Soudain, l’appel est lancé au porte-voix après quelques hésitations et au rythme des Lapins Superstars, non pas quelque gibier rêvé suite à certains abus – il est 21h30, tout de même ! –, mais une fanfare triomphante coiffée de longues oreilles peluchées et de moustaches chatoyantes, qui nous accompagnera pendant toute cette heure. Horreur ou bonheur, le destin (ou est-ce tout simplement le mouvement de la foule ?) me jette au premier rang du concert de ces cuivres endiablés interprétant avec décibels et entrain quelques standards pop, rock, reggae… !

Je me retrouve une nouvelle fois prise au piège dans un univers que je voulais oublier, mon visage fouetté par des locks géantes, coincée entre un lapin rose hyperactif et un « retour de Katmandou » en transe chaloupée.

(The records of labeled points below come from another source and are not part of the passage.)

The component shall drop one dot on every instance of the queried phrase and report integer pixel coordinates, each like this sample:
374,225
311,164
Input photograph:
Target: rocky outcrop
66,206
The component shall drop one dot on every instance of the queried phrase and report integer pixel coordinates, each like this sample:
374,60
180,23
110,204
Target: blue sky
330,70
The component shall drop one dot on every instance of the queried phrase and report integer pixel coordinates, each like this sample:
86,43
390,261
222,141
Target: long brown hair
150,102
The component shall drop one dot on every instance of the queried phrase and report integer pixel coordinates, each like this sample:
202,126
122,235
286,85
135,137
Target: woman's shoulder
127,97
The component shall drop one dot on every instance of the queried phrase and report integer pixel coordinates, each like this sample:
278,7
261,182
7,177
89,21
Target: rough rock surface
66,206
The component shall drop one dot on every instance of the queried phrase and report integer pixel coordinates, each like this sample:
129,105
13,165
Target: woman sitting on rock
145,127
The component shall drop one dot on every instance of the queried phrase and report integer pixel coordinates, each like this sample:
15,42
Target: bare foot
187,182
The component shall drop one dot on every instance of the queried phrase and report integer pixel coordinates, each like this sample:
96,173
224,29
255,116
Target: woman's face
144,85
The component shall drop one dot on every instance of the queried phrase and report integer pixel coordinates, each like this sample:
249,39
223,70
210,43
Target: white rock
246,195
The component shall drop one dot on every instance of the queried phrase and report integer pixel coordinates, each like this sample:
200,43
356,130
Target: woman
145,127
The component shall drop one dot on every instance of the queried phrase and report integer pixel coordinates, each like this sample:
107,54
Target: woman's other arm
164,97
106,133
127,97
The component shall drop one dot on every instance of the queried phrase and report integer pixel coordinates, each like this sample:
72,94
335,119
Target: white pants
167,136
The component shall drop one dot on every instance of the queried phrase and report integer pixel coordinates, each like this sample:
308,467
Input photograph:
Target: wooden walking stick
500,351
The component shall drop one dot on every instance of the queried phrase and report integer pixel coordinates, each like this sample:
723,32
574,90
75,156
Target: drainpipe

Tout le monde a l’air ravi et c’est vrai que l’ambiance est plutôt détendue et chaleureuse ; je me dis que personne n’aurait accepté de se retrouver dans cette situation, le nez collé à la vitre un jour de grève.

Les stations défilent et à chaque arrêt, tous tentent de découvrir ce qui se passe plus loin, de retrouver des potes ou simplement de rentrer à la maison après une journée de travail harassante. Certains sourient et s’invitent malgré eux à ce voyage inattendu, pendant que d’autres entament des courses effrénées sur le quai. C’est le chaos à chaque signal de fermeture des portes, et c’est reparti pour un tour…

Le convoi pourra finalement effectuer deux tours entiers avant d’être gentiment délogé par les forces de l’ordre, et de rejoindre les 9billards où la soirée continuera sous l’égide des collectifs Voulez-vous danser… et Fuck disco.

Rien à dire de plus, vous jugerez par vous-même la prochaine fois… À suivre donc de très près, les prochains BBQ electro dès le mois de juin, comme l’été 2006, sur les quais devant le Louvre, et les Party Terrorist, pour se délecter (ou non) de la réappropriation éphémère d’un lieu de passage…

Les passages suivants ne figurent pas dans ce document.